Parce qu'au fond, on aime tous les deux réciter avec quelques remaniements ce que d'autres écrivains nous ont appris. Il me lance le défi sous l'allure hautaine de deux apophtegmes très corsés d'un philosophe de très grand acabit : « Je préfère encore le vacarme et le tonnerre et les intempéries que ce calme de chat prudent et circonspect ; et parmi les humains aussi, ceux que je hais le plus ce sont tous ceux qui vont à pas de loup, ces demi-douteurs et demi-hésitants, ces nuages qui passent. Et celui qui ne peut plus bénir, celui-là doit apprendre à maudire! »
« Ce à quoi ils tendent de toutes leurs forces, c'est le bonheur général des troupeaux sur le pâturage, avec la sécurité, le bien-être et l'allègement de l'existence pour tout le monde. Les deux rengaines qu'ils chantent le plus souvent sont égalités des droits et pitié pour tout ce qui souffre, et ils considèrent la souffrance elle-même comme quelque chose qu'il faut supprimer. Nous, qui voyons les choses sous une autre face, nous qui avons ouvert notre esprit à la question de savoir ou et comment la plante "homme" s'est développée le plus vigoureusement jusqu'ici [...], nous pensons que la dureté, la violence, l'esclavage, le péril dans l'âme et dans la rue, que la dissimulation, le stoïcisme, les artifices et les diableries de toutes sortes, que tout ce qui est mauvais, terrible, tyrannique, tout ce qui tient de la bête de proie et du serpent sert tout aussi bien à l'élévation du type homme qu'à son contraire. Les hommes moyens, dont l'esprit est surexcité mais incapable de se libérer dans la création, éprouvent le désir de se donner en spectacle.
Les vertus de la société sont des vices pour le saint. »
Deux sorties imparables et une chute digne du philosophe. J'admets avec force arguments que l'époque n'est pas celle du rêve pas plus qu'elle n'est celle de l'illusion béate. Nous sommes enclin à laisser des pans entiers de nous-mêmes en friche comme en attendant une longue saison de pluie qui, plus elle tarde, plus elle promet une fertilité sans détours.
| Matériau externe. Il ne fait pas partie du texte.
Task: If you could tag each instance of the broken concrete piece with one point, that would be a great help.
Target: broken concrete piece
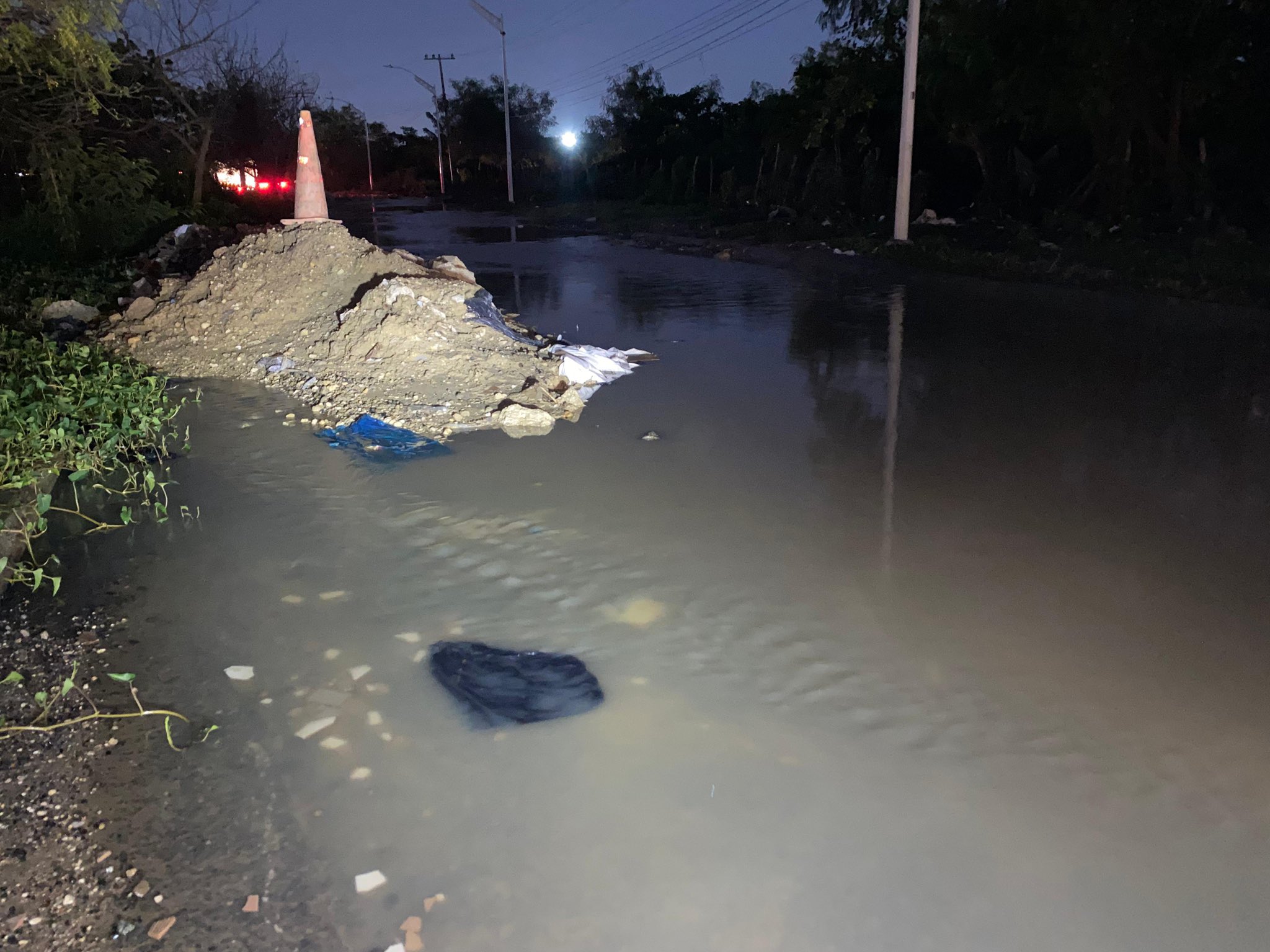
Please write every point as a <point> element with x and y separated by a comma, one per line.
<point>73,310</point>
<point>518,421</point>
<point>162,928</point>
On attend et la pluie ne s'abat que pour assommer le sol et le noyer. Et le destin n'a rien à voir avec cette marche irréversible vers le vide de l'être. Et la noyade. Et il n'y a pas d'entre-deux.
Pour mon ami, mes paroles cachent une grande déception. Pour lui qui a écumé des jours glorieux sous le signe fluctuant des rêveries politiques avec slogans, sorties éparses et paroles de militant, même le creux du verre ne lui sert d'aucun soutien. Il cache bien son amertume et affiche cet air cassant d'un roseau qui se plie en attendant l'accalmie. Pourtant, je sais qu'il porte dans le cœur la plus incurable des blessures, une balafre béante qui suppure à chaque instant. L'animal politique en lui est blessé et quand un politicien souffre, il devient dangereux. Surtout quand il garde un silence religieux sur son mal.
Pour lui signifier ce que je pense au fond de son attitude, j'emprunte mes mots au philosophe qu'il a cité plus haut et je lui dis: « Se rendre inoffensif tandis qu'on est le plus redoutable, guidé par l'élévation du sentiment, c'est là le moyen pour arriver à la paix véritable qui doit toujours reposer sur une disposition d'esprit paisible, tandis que ce que l'on appelle la paix armée, telle qu'elle est pratiquée maintenant dans tous les pays, répond à un sentiment de discorde, à un manque de confiance en soi et le voisin, et empêche de déposer les armes soit par haine, soit par crainte. Plutôt périr que de haïr et de craindre, et plutôt périr deux fois que de se laisser haïr et craindre. »
Mon ami ne dit pas mot. Il vide son verre et s'en assure avant de tourner le dos à la fumée de ce bar.